Antes de hacerse adicto al teatro y lanzarse a recorrer España y América en busca de nuevas dosis que nunca le dejan satisfecho, Ramón Rivero fue un gaditano más, de esos que convierten la playa en jardín de infancia, comedor, sala de estar, plaza para pasear y jardín para amoríos juveniles.
Antes de pasear las palabras de Quiñones y Escalante por los escenarios de medio planeta, vivió veranos de esos de madre llamando desde la orilla.
A la hora de recordar uno, el actor gaditano, máximo representante de Teatro del Mentidero, se queda con alguno de su preadolescencia, junto a sus padres y su hermana -en la imagen, en el centro junto a su madre- y los primeros amigos, allá por los primeros años 60: «Había que mojarse la cabeza tres veces antes de que te dejaran bañarte y a mí el mar siempre me ha dado un miedo terrible -aún me lo da-». Al echar la vista atrás, rememora que «los baños siempre empezaban después del 16 de julio, cuando la Virgen del Carmen ya había bendecido las aguas...»
Al terminar el horario de playa llegaban «algunas tardes de domingo en el Cortijo de Los Rosales, cuando había dinero, y, si no, en la Plaza de Mina con el inevitable picolino de la Heladería Piccola, en la calle San José».
Más recientemente, recuerda con especial cariño dos veranos: «El primero es uno que pasé en Asilah, Marruecos.
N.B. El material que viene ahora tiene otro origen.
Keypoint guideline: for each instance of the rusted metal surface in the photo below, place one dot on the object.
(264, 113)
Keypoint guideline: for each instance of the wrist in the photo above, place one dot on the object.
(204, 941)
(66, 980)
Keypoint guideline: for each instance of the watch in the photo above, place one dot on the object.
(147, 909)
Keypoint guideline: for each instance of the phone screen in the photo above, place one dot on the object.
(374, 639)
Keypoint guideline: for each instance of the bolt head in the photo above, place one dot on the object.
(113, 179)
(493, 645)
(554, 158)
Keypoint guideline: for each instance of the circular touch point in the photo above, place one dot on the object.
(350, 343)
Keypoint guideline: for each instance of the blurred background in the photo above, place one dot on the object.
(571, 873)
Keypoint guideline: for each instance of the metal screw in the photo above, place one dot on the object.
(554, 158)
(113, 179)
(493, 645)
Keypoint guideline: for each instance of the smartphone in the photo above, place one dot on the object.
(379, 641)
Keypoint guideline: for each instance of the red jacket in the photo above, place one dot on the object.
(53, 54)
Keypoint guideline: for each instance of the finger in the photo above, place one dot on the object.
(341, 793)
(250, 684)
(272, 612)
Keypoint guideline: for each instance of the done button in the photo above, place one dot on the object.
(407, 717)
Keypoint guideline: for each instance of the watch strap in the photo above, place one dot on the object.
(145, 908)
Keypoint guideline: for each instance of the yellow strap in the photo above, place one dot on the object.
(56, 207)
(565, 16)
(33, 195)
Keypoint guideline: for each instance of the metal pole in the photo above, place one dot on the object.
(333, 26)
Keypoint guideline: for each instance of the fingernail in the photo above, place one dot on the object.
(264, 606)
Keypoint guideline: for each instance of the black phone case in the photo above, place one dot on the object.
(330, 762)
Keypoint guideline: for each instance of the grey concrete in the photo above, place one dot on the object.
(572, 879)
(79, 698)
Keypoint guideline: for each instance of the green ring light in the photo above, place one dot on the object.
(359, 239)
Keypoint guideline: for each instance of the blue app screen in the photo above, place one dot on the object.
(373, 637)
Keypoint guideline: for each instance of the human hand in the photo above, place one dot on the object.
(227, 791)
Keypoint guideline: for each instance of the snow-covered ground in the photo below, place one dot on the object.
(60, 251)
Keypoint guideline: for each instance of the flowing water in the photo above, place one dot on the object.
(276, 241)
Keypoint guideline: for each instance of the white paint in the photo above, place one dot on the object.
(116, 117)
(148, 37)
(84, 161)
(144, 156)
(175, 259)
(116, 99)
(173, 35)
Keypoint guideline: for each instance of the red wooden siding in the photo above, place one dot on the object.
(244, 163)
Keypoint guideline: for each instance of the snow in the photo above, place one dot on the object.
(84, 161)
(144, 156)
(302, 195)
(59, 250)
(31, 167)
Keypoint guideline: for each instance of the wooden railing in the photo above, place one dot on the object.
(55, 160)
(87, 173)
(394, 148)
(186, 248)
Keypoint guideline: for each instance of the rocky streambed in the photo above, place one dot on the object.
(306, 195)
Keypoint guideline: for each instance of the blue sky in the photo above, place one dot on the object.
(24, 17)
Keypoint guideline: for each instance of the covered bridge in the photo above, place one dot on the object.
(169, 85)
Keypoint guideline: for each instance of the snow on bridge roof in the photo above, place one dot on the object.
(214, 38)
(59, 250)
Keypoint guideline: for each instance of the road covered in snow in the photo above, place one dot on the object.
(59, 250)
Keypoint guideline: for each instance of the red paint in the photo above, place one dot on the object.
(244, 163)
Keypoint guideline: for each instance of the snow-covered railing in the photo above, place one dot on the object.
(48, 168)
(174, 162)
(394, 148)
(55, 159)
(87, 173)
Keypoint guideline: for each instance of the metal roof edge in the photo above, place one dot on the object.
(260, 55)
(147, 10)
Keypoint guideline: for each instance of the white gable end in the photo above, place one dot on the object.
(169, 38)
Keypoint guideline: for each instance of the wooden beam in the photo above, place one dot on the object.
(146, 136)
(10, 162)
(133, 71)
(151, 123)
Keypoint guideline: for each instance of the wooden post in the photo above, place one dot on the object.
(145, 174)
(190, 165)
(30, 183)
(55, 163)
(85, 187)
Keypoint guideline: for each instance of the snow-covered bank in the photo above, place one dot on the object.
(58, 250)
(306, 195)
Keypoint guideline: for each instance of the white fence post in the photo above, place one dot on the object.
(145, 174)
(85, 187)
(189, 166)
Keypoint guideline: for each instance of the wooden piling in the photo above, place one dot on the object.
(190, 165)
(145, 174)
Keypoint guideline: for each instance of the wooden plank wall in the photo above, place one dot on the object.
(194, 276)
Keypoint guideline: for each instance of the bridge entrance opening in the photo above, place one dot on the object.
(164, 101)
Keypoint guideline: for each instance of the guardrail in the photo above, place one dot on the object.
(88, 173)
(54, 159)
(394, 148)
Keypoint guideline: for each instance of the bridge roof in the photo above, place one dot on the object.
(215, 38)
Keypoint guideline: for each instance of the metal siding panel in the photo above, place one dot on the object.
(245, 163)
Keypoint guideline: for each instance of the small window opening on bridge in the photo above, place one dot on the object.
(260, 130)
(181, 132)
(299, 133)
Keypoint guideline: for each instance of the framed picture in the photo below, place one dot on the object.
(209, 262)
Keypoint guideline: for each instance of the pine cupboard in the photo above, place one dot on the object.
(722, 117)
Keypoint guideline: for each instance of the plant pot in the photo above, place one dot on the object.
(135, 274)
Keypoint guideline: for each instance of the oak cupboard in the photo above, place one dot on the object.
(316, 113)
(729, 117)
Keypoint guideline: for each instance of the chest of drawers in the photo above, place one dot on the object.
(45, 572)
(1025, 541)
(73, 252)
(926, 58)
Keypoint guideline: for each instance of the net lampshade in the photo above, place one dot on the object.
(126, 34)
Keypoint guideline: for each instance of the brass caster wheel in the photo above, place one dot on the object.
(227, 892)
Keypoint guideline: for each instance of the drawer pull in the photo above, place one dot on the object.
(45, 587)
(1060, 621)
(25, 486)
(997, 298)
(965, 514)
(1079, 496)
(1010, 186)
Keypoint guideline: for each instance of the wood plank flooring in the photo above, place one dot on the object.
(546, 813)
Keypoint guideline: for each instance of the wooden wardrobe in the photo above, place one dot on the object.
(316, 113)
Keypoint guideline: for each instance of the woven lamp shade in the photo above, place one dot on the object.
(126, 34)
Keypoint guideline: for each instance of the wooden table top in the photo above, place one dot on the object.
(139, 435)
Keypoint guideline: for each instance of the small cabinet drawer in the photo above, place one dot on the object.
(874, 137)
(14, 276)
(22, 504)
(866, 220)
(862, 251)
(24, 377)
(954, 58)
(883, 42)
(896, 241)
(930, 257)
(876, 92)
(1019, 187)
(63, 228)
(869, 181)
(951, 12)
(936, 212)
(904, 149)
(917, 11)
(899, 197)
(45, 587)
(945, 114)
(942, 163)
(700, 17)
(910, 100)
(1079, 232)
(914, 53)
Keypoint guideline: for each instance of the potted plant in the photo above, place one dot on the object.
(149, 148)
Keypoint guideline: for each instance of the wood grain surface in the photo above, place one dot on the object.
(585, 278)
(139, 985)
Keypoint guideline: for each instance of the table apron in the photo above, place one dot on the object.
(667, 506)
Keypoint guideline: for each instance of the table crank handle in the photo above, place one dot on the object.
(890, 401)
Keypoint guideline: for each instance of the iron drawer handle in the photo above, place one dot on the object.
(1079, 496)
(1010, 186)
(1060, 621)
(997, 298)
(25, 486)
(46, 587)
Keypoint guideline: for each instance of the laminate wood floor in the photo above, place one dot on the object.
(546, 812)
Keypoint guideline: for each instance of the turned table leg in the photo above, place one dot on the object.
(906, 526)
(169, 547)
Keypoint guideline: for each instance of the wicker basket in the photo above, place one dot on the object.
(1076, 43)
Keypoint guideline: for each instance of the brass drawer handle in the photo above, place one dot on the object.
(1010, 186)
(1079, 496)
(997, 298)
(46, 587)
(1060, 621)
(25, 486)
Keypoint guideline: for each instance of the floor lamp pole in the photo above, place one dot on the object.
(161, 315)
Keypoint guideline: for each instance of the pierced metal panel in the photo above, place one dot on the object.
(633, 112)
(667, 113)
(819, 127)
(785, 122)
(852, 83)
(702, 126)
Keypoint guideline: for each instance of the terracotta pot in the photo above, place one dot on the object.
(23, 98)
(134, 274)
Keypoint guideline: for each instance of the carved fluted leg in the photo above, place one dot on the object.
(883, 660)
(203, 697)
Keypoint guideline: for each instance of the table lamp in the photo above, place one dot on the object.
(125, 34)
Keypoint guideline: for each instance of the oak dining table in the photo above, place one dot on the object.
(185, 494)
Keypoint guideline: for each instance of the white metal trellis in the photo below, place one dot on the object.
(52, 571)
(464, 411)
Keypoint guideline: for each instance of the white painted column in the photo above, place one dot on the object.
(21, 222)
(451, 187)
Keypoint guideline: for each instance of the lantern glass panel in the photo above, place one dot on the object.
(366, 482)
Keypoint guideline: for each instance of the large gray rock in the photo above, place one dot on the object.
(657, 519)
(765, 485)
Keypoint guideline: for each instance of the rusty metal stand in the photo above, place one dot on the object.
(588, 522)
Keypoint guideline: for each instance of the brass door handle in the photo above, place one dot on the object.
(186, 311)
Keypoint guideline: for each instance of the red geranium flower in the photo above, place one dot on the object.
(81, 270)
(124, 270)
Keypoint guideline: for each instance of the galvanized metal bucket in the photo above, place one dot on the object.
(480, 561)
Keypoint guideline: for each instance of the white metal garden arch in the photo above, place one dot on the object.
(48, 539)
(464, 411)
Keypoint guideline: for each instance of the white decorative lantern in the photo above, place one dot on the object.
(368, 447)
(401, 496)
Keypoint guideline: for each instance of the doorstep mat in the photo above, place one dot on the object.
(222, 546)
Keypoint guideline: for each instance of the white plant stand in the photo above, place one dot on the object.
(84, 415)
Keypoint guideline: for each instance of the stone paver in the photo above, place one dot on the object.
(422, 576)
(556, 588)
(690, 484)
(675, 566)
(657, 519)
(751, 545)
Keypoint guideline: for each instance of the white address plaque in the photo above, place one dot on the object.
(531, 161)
Cumplía 50 años y un grupo de amigos me dieron una fiesta en casa de uno de ellos, un bello palacete de la medina, hubo músicos gnaguas, kefta y pinchitos y me cantaron el cumpleaños feliz en español, árabe, francés e inglés. Fue muy singular». Pero el más especial que recuerda fue hace pocos años: «En las playas de Tarifa, Santiago Escalante y yo, hartos de la vorágine de Madrid -donde vivíamos-, nos compramos una caravana y la instalamos en un camping de Tarifa. El verano comenzó para nosotros a final de mayo y nos duró hasta septiembre». Ese largo estío consistió, sobre todo, en «levantarnos a las siete de la mañana y con mis perras Cuca y Tara, una bellísima setter que disfrutaba del mar como una sirena, no solo se bañaba, ademas buceaba y a veces yo, como una madre de esas de toda la vida, le tenía que gritar desde la orilla para que saliera del agua. Fueron unos días muy placenteros de fresco poniente».
Como anécdota agridulce de aquel estío, «un amanecer en el que muchos gritos y unas carreras nos despertaron. Eran unos moritos que correteaban alrededor de las caravanas y la Guardia Civil les perseguía. Habían llegado en una patera. Era muy triste ver sus ropas y zapatos desperdigados. Aquellos restos y la patera quedaron en la playa, como decorado mudo, el resto del verano».